The results of the experiments show that this system's recommended playlists meet both individual and group
preferences (Wang et al., 2020).
This study outlines the topics that require attention and thought and covers the key concepts and techniques
employed in contemporary recommendation systems. The study seeks to develop a directed tag-based
personalized music recommendation system that can offer consumers basic music services and push them
personalized music suggestion lists based on these algorithms, user history data information, and music data
information currently available. Next, the tag-based collaborative filtering algorithm is shown. Typically, this
method employs discrete tags and juxtaposes and levels user tags and music tags, which does not accurately
reflect the significance and ranking order relationship of each tag or the cognitive sequence of users as they
listen to and annotate music. The user-tag and music-tag data are associated through the tag sequence of tag and
music-tag data are correlated and analytically modeled, and feature directed graphs are produced in order to
solve this issue and improve recommendation accuracy (Huo, 2021).
This essay conducts a thorough and in-depth analysis of the qualities of music. A proposed intelligent
recommendation algorithm for modern popular music is knowledge graph-based. In this study, user-defined tags
are referred to as the free DNA of music, facilitating the analysis of user behavior and the identification of user
interests. This algorithm's recommendation quality has been confirmed to be relatively high, and it offers a fresh
development route for enhancing the speed of looking for health information services (Zhang, 2022).

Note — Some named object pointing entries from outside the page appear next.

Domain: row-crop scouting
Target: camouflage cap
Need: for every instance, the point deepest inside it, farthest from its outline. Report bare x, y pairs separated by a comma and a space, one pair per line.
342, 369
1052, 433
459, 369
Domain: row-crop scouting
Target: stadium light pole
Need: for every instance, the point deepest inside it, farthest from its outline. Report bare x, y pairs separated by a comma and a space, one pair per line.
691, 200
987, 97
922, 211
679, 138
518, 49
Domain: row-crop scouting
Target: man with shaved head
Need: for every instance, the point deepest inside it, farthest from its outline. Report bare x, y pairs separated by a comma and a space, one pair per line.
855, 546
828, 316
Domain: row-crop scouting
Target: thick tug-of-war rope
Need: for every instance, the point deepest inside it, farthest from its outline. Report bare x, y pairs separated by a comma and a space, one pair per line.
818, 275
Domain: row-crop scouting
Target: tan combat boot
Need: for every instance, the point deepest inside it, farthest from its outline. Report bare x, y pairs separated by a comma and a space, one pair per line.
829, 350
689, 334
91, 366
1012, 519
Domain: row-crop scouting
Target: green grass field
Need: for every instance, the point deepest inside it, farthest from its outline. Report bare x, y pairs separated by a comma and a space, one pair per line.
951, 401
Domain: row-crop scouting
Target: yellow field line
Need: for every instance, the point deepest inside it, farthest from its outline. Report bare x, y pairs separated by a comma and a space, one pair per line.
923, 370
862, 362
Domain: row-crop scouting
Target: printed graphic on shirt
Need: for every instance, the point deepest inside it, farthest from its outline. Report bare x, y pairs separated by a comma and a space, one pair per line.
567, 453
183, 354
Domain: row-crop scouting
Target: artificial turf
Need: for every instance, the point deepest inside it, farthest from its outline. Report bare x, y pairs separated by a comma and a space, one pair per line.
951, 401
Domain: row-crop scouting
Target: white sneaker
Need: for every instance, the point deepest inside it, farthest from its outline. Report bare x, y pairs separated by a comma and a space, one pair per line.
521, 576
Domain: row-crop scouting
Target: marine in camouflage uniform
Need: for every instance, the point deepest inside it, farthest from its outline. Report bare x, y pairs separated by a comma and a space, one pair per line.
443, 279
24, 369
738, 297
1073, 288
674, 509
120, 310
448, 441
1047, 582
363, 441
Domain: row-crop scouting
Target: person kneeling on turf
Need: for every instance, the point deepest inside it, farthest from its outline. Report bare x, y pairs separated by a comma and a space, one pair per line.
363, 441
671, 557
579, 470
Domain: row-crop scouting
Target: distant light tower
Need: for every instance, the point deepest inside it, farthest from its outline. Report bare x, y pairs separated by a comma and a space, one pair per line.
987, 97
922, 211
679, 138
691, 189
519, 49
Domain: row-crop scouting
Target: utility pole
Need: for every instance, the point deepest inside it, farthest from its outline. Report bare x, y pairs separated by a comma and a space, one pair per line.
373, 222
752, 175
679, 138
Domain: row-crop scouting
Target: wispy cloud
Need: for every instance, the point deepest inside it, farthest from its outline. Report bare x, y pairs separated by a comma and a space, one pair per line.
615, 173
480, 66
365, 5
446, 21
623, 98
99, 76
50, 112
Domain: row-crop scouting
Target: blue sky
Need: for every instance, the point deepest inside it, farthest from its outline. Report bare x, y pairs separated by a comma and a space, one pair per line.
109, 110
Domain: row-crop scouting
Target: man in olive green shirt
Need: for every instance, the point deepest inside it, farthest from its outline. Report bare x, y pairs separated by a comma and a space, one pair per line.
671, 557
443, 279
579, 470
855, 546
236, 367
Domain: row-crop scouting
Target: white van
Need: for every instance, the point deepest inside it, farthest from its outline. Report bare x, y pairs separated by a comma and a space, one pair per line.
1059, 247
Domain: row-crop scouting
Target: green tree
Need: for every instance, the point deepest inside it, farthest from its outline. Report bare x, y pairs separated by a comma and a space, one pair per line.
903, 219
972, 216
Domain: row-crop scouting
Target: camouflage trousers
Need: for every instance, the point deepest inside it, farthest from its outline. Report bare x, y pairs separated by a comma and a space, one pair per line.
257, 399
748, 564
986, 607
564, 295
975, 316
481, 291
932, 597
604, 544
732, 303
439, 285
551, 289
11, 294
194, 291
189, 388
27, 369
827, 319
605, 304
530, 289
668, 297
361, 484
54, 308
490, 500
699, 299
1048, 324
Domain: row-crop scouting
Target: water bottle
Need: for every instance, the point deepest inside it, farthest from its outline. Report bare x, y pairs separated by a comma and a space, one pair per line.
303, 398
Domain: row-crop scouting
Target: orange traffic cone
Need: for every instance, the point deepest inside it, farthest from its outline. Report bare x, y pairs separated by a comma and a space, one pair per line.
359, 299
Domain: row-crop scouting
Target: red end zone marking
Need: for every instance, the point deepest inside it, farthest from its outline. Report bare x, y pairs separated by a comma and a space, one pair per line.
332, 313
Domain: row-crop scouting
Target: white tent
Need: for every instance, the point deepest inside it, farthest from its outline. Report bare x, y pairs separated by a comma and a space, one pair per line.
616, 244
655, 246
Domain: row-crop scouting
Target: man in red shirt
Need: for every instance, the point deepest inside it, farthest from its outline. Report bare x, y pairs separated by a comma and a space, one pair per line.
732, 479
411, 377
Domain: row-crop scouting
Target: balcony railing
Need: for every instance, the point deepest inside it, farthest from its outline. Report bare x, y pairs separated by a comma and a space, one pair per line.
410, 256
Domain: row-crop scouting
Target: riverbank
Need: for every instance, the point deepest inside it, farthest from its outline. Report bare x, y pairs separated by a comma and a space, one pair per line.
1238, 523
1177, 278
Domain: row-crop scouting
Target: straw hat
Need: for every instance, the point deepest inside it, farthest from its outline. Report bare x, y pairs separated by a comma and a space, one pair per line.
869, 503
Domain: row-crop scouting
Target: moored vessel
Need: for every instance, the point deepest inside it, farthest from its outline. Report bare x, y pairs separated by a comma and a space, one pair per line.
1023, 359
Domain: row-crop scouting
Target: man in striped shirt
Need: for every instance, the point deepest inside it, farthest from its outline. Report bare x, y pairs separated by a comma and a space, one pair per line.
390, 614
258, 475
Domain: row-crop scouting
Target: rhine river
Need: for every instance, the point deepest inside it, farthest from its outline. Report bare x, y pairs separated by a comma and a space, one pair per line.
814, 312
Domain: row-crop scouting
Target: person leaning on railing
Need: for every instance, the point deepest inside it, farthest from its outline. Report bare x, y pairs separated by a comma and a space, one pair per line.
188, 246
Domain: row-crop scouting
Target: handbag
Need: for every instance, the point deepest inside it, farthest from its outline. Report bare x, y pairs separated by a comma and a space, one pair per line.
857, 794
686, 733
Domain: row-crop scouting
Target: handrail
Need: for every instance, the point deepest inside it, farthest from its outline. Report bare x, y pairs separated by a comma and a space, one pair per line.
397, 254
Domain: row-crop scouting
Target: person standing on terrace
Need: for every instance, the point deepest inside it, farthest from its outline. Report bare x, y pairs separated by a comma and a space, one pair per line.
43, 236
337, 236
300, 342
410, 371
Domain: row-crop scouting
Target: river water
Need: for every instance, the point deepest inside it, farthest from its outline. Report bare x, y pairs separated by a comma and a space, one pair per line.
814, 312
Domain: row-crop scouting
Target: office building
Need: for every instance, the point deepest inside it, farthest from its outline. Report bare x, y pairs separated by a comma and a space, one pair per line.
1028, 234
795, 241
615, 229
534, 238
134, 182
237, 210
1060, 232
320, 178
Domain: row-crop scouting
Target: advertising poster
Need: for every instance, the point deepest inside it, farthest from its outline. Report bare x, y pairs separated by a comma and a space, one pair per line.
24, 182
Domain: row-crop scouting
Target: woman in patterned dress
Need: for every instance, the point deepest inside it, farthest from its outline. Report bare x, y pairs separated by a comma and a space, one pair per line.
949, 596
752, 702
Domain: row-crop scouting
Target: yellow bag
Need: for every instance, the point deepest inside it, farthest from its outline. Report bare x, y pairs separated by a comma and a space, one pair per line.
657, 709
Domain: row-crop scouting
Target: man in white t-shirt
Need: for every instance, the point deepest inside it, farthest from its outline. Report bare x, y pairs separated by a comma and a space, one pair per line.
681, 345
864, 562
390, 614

Different filtering methods are applied in recommendation systems. Along with such filtering techniques, some
soft computing techniques can be incorporated to improve its performance. This article provides a summary of
evaluation criteria, stages, difficulties, and how soft computing approaches are combined with filtering
92
International Conference on Technology (IConTech), November 16-19, 2022, Antalya/Turkey
techniques. The popularity of various filtering approaches and soft computing methods employed in
recommendation systems is also statistically analyzed in this research (Das et al., 2019).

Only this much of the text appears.